At 5-0, the Tennessee Titans have had an unlikely fan jump aboard their bandwagon.
Mercury Morris, one of the most outspoken members of the 17-0 Miami Dolphins of 1972, told The City Paper Thursday by telephone that he hopes the Titans, as the NFL’s only remaining unbeaten team, could eventually join his group of Dolphins in completing a season undefeated.
The Titans are long way from finishing a season unbeaten, just five games into 2008, but Morris said he will be keeping an eye on Tennessee.
“I’ll be watching the Tennessee Titans, and I hope to see them go unbeaten,” Morris said. “We’d like a little company.”
Members of the ’72 Dolphins have an annual ritual of pouring a toast of champagne to celebrate their perfect season each time the last team in the NFL suffers its first defeat. Their story became big news a year ago when the New England Patriots finished an undefeated regular season and rolled through the AFC playoffs before being stunned by the New York Giants in Super Bowl XLII.
Morris, 61, and some of the other Dolphins on that team came off in interviews as pulling against the Patriots to accomplish a similar feat to what they had done 35 years before.

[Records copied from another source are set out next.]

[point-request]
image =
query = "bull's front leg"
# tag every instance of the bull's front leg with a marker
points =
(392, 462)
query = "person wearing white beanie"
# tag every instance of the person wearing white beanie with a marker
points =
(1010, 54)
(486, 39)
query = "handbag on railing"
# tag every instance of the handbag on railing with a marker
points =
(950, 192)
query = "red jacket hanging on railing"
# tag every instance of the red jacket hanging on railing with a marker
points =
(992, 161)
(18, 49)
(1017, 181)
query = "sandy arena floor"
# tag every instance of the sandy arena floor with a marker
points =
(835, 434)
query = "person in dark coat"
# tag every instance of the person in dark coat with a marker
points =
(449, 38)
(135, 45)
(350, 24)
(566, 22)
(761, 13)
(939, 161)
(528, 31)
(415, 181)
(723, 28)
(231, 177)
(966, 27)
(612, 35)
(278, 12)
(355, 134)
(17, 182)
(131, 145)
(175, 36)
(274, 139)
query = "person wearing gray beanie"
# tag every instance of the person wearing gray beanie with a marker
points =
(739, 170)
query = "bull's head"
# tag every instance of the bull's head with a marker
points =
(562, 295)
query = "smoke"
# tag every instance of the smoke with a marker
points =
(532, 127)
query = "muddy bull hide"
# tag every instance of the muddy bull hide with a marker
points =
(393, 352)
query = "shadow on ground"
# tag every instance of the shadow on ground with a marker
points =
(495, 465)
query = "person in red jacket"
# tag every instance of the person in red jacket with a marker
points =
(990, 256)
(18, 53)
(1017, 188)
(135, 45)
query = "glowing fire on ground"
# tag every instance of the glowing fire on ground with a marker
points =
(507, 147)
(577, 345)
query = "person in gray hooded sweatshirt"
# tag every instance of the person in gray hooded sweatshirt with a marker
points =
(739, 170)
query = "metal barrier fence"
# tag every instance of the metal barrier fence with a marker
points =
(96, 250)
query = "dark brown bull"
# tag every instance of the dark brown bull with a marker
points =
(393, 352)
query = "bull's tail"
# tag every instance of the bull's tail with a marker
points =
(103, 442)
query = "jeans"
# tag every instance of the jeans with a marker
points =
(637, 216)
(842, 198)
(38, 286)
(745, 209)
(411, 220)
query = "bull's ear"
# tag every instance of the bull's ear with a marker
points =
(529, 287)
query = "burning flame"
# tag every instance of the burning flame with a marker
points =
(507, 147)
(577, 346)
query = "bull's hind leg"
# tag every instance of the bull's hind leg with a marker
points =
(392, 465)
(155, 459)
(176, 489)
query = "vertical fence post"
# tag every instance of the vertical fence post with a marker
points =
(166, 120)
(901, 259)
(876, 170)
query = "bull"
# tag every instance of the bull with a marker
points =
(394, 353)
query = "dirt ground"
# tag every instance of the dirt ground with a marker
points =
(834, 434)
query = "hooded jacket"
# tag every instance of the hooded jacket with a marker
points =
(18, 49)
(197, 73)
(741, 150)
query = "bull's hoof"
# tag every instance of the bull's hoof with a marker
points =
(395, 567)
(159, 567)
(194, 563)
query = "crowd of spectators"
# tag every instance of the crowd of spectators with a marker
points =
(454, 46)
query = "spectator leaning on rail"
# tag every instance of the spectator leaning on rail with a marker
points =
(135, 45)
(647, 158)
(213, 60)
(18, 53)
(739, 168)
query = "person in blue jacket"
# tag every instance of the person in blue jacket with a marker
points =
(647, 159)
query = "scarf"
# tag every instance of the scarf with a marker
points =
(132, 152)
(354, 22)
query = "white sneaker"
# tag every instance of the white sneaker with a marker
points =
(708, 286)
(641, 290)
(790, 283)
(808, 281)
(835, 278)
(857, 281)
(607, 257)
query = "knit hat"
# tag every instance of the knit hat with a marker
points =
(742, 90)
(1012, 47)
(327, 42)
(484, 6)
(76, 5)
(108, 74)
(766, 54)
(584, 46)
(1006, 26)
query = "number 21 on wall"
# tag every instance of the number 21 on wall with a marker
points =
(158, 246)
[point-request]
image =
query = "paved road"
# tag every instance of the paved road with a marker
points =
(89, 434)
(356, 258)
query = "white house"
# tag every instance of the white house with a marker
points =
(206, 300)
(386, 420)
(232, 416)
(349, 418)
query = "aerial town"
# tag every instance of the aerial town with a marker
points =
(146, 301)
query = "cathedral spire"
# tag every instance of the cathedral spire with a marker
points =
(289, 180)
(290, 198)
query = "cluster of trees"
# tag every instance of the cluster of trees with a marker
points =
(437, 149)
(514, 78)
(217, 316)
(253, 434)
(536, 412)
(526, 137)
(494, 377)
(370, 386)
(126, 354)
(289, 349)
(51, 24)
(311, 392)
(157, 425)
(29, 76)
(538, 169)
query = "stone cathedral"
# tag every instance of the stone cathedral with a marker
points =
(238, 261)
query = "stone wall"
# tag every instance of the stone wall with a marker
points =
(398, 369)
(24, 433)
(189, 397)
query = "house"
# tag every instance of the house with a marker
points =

“I thought they were a great team,” Morris said of the ’07 Patriots. “But their goal should not have been to aspire to greatness, but simply to win. How about winning? At the end of the day, you have to win.
“They had gone through the season unbeaten and the through playoffs, and they thought that was the biggest thing. But the Super Bowl was the biggest thing, and when you get right down to it, ironically, they couldn’t win the big one.”
That point is echoed by Titans center Kevin Mawae, who after 15 NFL seasons knows not to get too excited about a quick start.
“Not yet. I think the Patriots had a pretty good run last year, and I guess for a lot of players, that’s the standard now, but ultimately it doesn’t matter what your record is until you’re sitting in a Super Bowl and winning a championship,” Mawae said. “That’s our goal, and obviously the big picture is [winning a championship], but the smaller picture is Kansas City this week.”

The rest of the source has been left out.